That's what Ive told people for 10 yrs and they wont listen. The first thing they want to do is cut off his satchel but to me I aint even waisting my time or money on a boar hog point blank,no matter what size


----------



## Hogwild80 (Feb 15, 2015)

bosullivan I think you hit the nail on the head I've killed a load of boars and they've allstunk but eat great soak them for 6 days in ice and white vinegar and they turn out jst fine.


----------



## jerry russell (Feb 16, 2015)

I cringe thinking at the wasted pork after reading some of the replies here.  I have been hunting and guiding for hogs for almost forty years and I have never crossed paths with a single hog that did not taste great.  This includes countless monster boars.  I guess it is possible to run across a bad one but I would certainly try it before wasting it based on the opinion of another.  Heck, at least give the meat to someone before leaving it out in the woods.


----------



## arrendale8105 (Feb 16, 2015)

sghoghunter said:


> That's what Ive told people for 10 yrs and they wont listen. The first thing they want to do is cut off his satchel but to me I aint even waisting my time or money on a boar hog point blank,no matter what size



X2!!! I agree 100%


----------



## sghoghunter (Feb 16, 2015)

jerry russell said:


> I cringe thinking at the wasted pork after reading some of the replies here.  I have been hunting and guiding for hogs for almost forty years and I have never crossed paths with a single hog that did not taste great.  This includes countless monster boars.  I guess it is possible to run across a bad one but I would certainly try it before wasting it based on the opinion of another.  Heck, at least give the meat to someone before leaving it out in the woods.

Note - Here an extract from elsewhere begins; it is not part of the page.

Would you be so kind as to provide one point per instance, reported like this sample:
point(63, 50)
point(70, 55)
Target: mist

Jerry I use to drag out every hog that we caught and gave them to people and 95% the people would take them no questions asked but after a while they got to where they wanted you to skin it for them,take it to a certian place and leave it or would only take them at certian times. I even had one guy that would take any of them anytime and he prolly got hundreds untill I found out that he was selling the meat. The way I do it now is if its a trophy boar I take pic's and cut his head off and leave rest for buzzards. If its a sow or guilt and not a long drag she will get skinned by some of us if not she is left. The places we hunt are farm land or plantation type places that want them gone no matter how and as long as they are not left in fields or foodplots they are fine where they are. I hear it all the time that the hogs will get killed out but they are way wrong,there will alwayes be plenty of hogs. When we called a farmer and told him that we got 3 sows sat morning his first response was yall guys dont play like that other guy thats been 3 diffrent times and aint showed him a hog yet.


----------



## gurn (Feb 16, 2015)

270..Congrats on that nice lookin pig. Yall are lucky to be able to hunt big game all year. Keep ya practiced up for bear and deer season. Sure glad it taste good for ya. We aint got no pigs up here but some real fine folks on this board have taken my son and me under wing and took us huntin in Georgia. I aint got one yet but my son longbowed two and we had the times of our life. I had some pig encounters but blew em due to my lack of experience..like getting too excited.


----------



## Big7 (Feb 16, 2015)

Depends on where you got him.

If he's been eating p-nuts and corn, you are good.

Swamp nasty, not so much for cuts but if brined properly
and ground into sausage you can still make it work.

Bing is your friend.


----------